Abstract
MicroRNAs (miRNAs) are small noncoding RNAs that have a pivotal role in the post-transcriptional regulation of gene expression by sequence-specifically targeting multiple mRNAs. Although miR-33a was recently reported to play an important role in lipid homeostasis, atherosclerosis, and hepatic fibrosis, the functions of miR-33a in tumor progression and metastasis are largely unknown.

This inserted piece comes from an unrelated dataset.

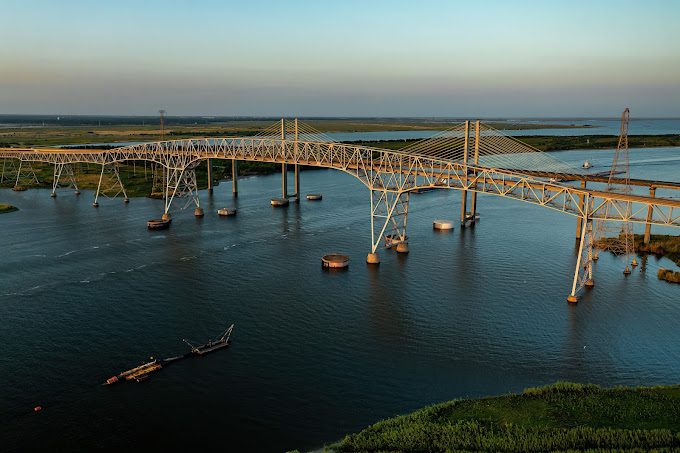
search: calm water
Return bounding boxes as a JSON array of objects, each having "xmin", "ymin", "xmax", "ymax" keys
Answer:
[{"xmin": 0, "ymin": 148, "xmax": 680, "ymax": 452}]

Here, we found that downregulated miR-33a in breast cancer tissues correlates with lymph node metastasis. MiR-33a expression is significantly lower in the highly metastatic breast cancer cell lines than the noncancerous breast epithelial cells and non-metastatic breast cancer cells. Moreover, the overexpression of miR-33a in metastatic breast cancer cells remarkably decreases cell proliferation and invasion in vitro and significantly inhibits tumor growth and lung metastasis in vivo, whereas its knockdown in non-metastatic breast cancer cells significantly enhances cell proliferation and invasion in vitro and promotes tumor growth and lung metastasis in vivo. Combining bioinformatics prediction and biochemical analyses, we showed that ADAM9 and ROS1 are direct downstream targets of miR-33a. These findings identified miR-33a as a negative regulator of breast cancer cell proliferation and metastasis.
Highlights
Breast cancer is the leading cause of cancer-related death for women worldwide, and distant metastasis is the most common cause of death in breast cancer patients (Hong and Dong, 2014)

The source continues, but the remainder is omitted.